Spider mites lay eggs on the undersides of leaves, and you will sometimes see these tiny clutches.
Most of the time, though, you will not know your plant has spider mites until you see the damage they cause.
Like other tiny plant pests, spider mites damage Dracaena by sucking the juices from the leaves.
This causes multiple pale yellow or brown spots on the leaves.
You’ll typically see this during the summertime.
To get rid of a small spider mite population, try spraying the leaves forcefully with water.
A heavier infestation must be addressed with the application of a miticide.
Thrips are common on Dracaena suffering from a lack of water or an excess of nitrogen.
Thrips are very small and thin and have tiny fringed wings.
They suck liquids from the plants through their piercing mouthparts.
You’ll often know you have thrips on your plant because they leave behind black droppings or frass.
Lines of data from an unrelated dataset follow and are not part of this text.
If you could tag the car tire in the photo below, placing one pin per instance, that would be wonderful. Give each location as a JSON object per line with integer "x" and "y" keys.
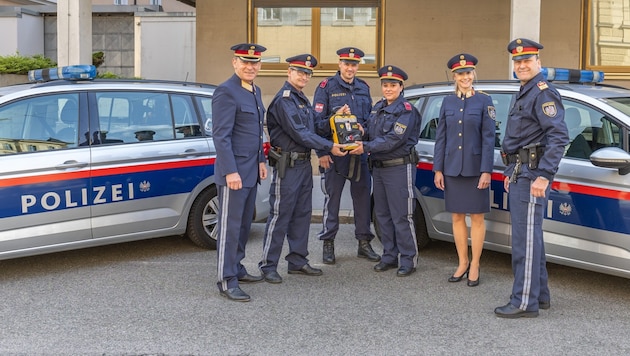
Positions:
{"x": 203, "y": 219}
{"x": 422, "y": 235}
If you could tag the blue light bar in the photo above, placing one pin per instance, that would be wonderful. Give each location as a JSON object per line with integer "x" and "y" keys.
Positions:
{"x": 75, "y": 72}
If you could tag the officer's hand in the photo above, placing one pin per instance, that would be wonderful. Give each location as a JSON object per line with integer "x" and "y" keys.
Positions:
{"x": 484, "y": 181}
{"x": 359, "y": 149}
{"x": 337, "y": 150}
{"x": 539, "y": 186}
{"x": 325, "y": 161}
{"x": 438, "y": 180}
{"x": 233, "y": 181}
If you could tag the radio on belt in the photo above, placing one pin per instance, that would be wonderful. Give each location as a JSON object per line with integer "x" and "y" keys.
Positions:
{"x": 345, "y": 130}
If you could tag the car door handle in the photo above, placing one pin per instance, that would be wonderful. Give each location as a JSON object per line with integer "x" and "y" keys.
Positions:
{"x": 71, "y": 164}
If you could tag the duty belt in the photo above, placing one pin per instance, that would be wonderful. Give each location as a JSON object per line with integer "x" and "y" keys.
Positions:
{"x": 391, "y": 162}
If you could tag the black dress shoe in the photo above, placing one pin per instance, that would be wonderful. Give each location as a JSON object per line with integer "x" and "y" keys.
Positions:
{"x": 365, "y": 251}
{"x": 236, "y": 294}
{"x": 404, "y": 271}
{"x": 382, "y": 266}
{"x": 272, "y": 277}
{"x": 248, "y": 278}
{"x": 328, "y": 252}
{"x": 454, "y": 279}
{"x": 511, "y": 312}
{"x": 307, "y": 270}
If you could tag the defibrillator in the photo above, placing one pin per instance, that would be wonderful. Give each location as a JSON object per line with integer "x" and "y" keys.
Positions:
{"x": 345, "y": 130}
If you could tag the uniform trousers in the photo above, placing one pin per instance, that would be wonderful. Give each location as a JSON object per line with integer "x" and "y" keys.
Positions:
{"x": 528, "y": 249}
{"x": 393, "y": 206}
{"x": 291, "y": 200}
{"x": 333, "y": 181}
{"x": 236, "y": 209}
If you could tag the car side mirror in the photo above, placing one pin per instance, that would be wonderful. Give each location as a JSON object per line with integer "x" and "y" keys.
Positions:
{"x": 612, "y": 157}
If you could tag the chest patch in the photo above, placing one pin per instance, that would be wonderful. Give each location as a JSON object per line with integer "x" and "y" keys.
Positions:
{"x": 549, "y": 108}
{"x": 399, "y": 128}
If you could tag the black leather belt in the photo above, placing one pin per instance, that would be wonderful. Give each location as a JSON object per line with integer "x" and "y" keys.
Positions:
{"x": 391, "y": 162}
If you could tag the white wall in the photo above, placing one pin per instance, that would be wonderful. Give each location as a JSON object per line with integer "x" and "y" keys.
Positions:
{"x": 21, "y": 32}
{"x": 165, "y": 46}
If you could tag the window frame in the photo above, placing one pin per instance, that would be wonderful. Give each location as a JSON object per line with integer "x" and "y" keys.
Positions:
{"x": 322, "y": 69}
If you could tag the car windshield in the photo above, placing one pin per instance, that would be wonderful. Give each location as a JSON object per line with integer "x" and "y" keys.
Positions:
{"x": 621, "y": 104}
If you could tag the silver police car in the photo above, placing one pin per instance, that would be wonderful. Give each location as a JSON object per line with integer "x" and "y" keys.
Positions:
{"x": 91, "y": 162}
{"x": 587, "y": 221}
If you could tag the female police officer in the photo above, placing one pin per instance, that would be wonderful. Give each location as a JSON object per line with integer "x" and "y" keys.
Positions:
{"x": 392, "y": 133}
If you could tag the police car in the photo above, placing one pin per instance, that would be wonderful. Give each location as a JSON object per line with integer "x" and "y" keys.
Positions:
{"x": 587, "y": 221}
{"x": 94, "y": 162}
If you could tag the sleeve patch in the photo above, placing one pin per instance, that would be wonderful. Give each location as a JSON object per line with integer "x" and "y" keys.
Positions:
{"x": 492, "y": 112}
{"x": 399, "y": 128}
{"x": 549, "y": 108}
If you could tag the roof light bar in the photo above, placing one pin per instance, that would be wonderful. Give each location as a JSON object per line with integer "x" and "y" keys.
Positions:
{"x": 74, "y": 72}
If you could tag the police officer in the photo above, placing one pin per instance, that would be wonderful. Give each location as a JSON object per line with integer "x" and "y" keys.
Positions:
{"x": 344, "y": 93}
{"x": 392, "y": 133}
{"x": 534, "y": 142}
{"x": 463, "y": 161}
{"x": 290, "y": 122}
{"x": 240, "y": 164}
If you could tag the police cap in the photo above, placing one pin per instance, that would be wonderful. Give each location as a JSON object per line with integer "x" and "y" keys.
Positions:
{"x": 303, "y": 62}
{"x": 249, "y": 52}
{"x": 522, "y": 48}
{"x": 463, "y": 62}
{"x": 350, "y": 54}
{"x": 391, "y": 73}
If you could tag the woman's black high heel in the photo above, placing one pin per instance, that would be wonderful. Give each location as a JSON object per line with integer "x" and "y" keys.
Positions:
{"x": 457, "y": 279}
{"x": 476, "y": 282}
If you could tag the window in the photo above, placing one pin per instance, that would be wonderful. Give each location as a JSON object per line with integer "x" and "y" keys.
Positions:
{"x": 41, "y": 123}
{"x": 290, "y": 27}
{"x": 608, "y": 35}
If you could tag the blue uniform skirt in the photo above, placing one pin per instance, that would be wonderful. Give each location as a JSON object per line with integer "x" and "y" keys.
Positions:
{"x": 462, "y": 196}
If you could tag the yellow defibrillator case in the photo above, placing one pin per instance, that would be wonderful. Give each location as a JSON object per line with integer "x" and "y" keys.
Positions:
{"x": 345, "y": 129}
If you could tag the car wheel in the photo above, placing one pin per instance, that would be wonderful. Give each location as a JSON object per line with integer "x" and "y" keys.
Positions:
{"x": 203, "y": 218}
{"x": 422, "y": 235}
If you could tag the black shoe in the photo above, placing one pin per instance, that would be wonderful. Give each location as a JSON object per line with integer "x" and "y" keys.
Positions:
{"x": 511, "y": 312}
{"x": 365, "y": 251}
{"x": 328, "y": 252}
{"x": 382, "y": 266}
{"x": 307, "y": 270}
{"x": 236, "y": 294}
{"x": 454, "y": 279}
{"x": 272, "y": 277}
{"x": 248, "y": 278}
{"x": 404, "y": 271}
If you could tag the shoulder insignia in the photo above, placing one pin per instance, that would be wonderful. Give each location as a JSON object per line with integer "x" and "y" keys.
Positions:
{"x": 492, "y": 112}
{"x": 549, "y": 108}
{"x": 399, "y": 128}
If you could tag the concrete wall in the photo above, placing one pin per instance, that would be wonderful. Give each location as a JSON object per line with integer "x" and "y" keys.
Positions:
{"x": 165, "y": 46}
{"x": 420, "y": 37}
{"x": 21, "y": 32}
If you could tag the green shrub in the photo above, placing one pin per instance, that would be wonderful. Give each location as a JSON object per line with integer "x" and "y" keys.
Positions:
{"x": 17, "y": 64}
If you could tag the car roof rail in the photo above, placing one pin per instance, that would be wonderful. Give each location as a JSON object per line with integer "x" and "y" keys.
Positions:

To avoid attracting thrips to your Dracaena, be sure to water regularly, but be careful not to overwater.
When the top couple of inches of soil are dry, give your Dracaena a good, deep watering.
It’s also a good idea to avoid using fertilizers with high nitrogen content.
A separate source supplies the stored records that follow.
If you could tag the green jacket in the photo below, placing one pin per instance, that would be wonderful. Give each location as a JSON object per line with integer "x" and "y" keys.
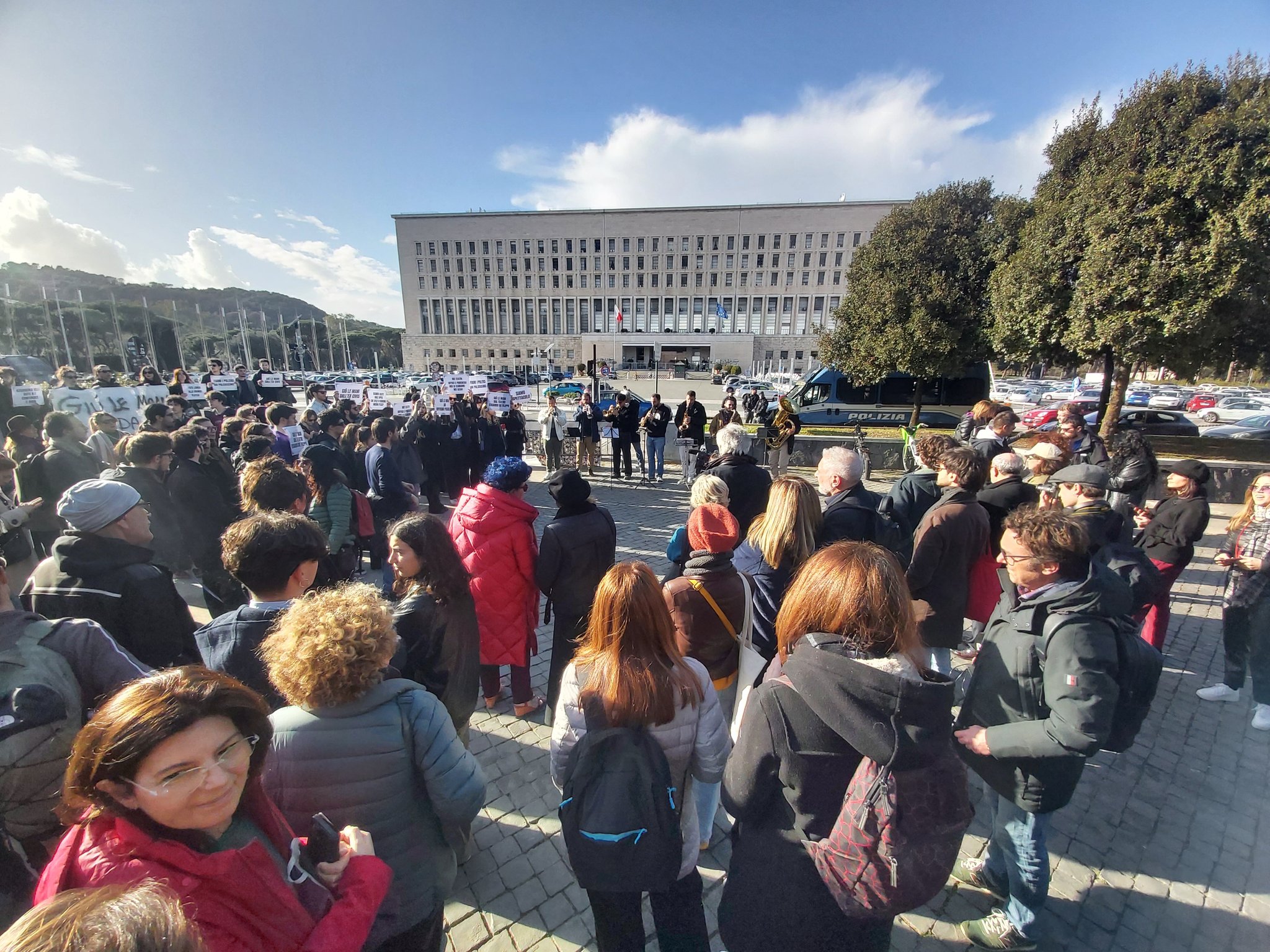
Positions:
{"x": 1046, "y": 691}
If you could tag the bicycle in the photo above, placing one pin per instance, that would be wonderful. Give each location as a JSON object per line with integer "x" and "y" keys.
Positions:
{"x": 863, "y": 451}
{"x": 908, "y": 454}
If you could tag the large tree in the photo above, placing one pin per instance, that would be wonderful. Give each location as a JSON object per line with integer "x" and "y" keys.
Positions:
{"x": 1148, "y": 240}
{"x": 917, "y": 293}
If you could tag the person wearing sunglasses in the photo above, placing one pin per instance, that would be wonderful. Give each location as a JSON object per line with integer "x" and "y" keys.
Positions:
{"x": 163, "y": 783}
{"x": 1246, "y": 603}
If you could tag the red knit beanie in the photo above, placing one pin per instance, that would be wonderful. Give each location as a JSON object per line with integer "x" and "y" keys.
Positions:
{"x": 713, "y": 528}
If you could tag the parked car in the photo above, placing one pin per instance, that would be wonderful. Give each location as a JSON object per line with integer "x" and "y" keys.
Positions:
{"x": 1039, "y": 416}
{"x": 1248, "y": 428}
{"x": 1153, "y": 423}
{"x": 562, "y": 390}
{"x": 1233, "y": 410}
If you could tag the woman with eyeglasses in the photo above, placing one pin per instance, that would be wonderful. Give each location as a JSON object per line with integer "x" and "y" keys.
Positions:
{"x": 493, "y": 530}
{"x": 163, "y": 783}
{"x": 1246, "y": 603}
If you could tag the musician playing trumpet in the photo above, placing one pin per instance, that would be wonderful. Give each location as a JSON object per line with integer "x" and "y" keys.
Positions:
{"x": 655, "y": 421}
{"x": 781, "y": 425}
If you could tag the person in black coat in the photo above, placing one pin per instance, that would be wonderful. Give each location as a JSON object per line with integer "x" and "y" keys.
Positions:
{"x": 1169, "y": 536}
{"x": 802, "y": 742}
{"x": 1005, "y": 493}
{"x": 916, "y": 491}
{"x": 275, "y": 557}
{"x": 436, "y": 617}
{"x": 100, "y": 569}
{"x": 203, "y": 514}
{"x": 577, "y": 549}
{"x": 850, "y": 509}
{"x": 748, "y": 483}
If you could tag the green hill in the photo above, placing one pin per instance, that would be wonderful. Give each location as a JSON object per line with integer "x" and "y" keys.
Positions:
{"x": 164, "y": 314}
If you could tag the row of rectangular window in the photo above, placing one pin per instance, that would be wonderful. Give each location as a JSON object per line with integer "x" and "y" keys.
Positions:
{"x": 756, "y": 315}
{"x": 652, "y": 263}
{"x": 655, "y": 243}
{"x": 652, "y": 281}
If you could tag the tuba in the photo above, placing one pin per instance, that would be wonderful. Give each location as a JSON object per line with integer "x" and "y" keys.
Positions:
{"x": 780, "y": 427}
If your plant is infested with thrips, try blasting them away with a forceful stream of water.
You should also prune away leaves heavily attacked.
Keep Your Dracaena Pest Free
To avoid problems with Dracaena pests, you should examine plants before you purchase them.
Look on the undersides of the leaves and along the trunk and especially at the base.
Once you are satisfied with your inspection and bring your new purchase home, you should quarantine it for a couple of weeks.
In this way, you will know there are no eggs hidden in the plant waiting to hatch.
Regular inspection of your plants at home and in your garden is also necessary if you want to stay on top of Dracaena pest problems.
Be sure to water your plants regularly and fertilize them correctly to keep them healthy.
Healthy plants are far better able to cope with and deflect pests and diseases.